Friday, january 22 2021 – Sunday, january 24 2021

The sharp impact of pucks hitting the ice, the slicing of the hockey skate blades cutting through the ice and the occasional shouts from the sports fans are the sounds of Silvaplana during these three days. Play it like in the good old days! The Swiss Pond Hockey Tournament in Silvaplana lets ice hockey enthusiasts celebrate the original version of their sport. From January 22nd until January 24th, 2021 over 60 teams meet up to compete on the frozen Lej Suot.


Click on the link below to register for the Swiss Pondhockey Championship 2021. 66 teams at most will be admitted.

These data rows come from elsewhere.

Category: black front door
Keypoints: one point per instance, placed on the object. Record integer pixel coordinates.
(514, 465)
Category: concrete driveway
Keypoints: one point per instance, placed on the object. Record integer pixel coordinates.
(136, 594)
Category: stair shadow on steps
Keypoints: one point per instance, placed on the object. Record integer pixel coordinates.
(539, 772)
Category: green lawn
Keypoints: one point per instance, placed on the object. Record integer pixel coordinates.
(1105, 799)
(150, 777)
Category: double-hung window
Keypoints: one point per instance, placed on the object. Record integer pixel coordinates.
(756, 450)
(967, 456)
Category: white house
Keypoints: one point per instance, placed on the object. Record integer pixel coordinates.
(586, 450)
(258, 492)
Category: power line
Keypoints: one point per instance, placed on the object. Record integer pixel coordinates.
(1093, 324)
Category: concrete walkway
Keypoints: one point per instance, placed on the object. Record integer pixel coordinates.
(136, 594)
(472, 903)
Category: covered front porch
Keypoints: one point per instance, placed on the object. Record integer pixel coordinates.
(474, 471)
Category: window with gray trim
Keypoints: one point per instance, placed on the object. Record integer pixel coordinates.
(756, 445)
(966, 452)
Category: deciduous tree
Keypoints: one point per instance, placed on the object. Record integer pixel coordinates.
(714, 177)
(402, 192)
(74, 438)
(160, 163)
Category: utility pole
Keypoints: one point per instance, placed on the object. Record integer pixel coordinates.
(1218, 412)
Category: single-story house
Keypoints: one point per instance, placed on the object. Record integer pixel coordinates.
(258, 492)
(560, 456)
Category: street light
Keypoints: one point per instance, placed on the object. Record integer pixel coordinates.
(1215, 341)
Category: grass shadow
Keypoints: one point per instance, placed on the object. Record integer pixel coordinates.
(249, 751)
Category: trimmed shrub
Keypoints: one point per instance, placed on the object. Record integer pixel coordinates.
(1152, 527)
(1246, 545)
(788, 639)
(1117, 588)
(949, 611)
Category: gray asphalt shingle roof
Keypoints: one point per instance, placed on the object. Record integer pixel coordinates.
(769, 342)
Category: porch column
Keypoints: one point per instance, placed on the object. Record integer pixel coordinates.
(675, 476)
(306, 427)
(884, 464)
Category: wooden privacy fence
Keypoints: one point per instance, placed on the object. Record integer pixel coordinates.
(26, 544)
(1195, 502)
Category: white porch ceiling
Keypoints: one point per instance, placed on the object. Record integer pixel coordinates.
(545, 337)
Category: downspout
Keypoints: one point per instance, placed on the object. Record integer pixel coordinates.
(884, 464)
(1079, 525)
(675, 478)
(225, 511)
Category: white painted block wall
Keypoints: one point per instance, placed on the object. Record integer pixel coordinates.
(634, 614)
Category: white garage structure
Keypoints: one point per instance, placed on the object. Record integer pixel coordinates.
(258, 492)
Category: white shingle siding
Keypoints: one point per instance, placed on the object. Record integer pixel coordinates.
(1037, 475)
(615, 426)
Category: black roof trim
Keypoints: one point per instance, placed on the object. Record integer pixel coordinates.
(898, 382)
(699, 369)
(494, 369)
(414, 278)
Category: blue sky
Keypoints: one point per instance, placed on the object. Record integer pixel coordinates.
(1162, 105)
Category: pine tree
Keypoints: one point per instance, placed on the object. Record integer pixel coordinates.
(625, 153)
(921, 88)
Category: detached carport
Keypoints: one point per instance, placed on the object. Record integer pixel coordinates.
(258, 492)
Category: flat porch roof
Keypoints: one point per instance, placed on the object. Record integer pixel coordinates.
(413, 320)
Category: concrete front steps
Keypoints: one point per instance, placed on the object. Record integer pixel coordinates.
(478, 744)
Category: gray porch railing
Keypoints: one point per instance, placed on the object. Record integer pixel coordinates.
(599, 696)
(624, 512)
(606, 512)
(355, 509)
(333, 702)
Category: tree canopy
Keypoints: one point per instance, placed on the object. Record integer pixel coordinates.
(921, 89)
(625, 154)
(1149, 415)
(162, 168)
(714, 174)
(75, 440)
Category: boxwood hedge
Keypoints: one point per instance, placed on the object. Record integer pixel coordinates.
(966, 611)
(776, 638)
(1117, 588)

Teams who played in the tournament in 2020 have a guaranteed starting place for the next year's tournament if they register by 30 June 2020. All teams from 2020 that have not registered by 30 June 2020 will be put on the waiting list. Also all new teams will be put on a waiting list until then. The remaining starting places will be raffled off in the first week of July 2020.

About the Swiss Pondhockey Championship

True to the slogan “back to roots”, the players chase the black puck wearing either jogging pants, jeans or ski clothing. Only hockey skates, gloves, ice hockey stick, a helmet as well as shin and elbow guards are allowed in pond hockey. All other equipment is forbidden.

From Canada to Silvaplana
The origins of pond hockey - the pond tournament - lies in Canada: the motherland of ice hockey. Ice hockey tournaments have been arranged here on frozen ponds for along time already. The combination between an event, fun and competition caught the attention of 4 friends from Zurich. They brought the pond hockey concept to Switzerland, found partners in the Engadin local Menduri Kaspar and the town of Silvaplana and were able to make this crazy idea happen. The first pond hockey championship took place on the frozen Lake Silvaplana in 2007.

As in the beginning
Four against four, without a goalie, body checks and high shots are not allowed. That’s how the purest form of ice hockey is played. As in the olden days, there is no referee on the ice however per game, there is one official monitor called the “Courmonitor” who makes sure that all rules are followed. Games will be composed of two 15-minute halves, hard work for the players without substitutions. This strenuous and yet wonderful and simple way of playing is how pond hockey is characterized.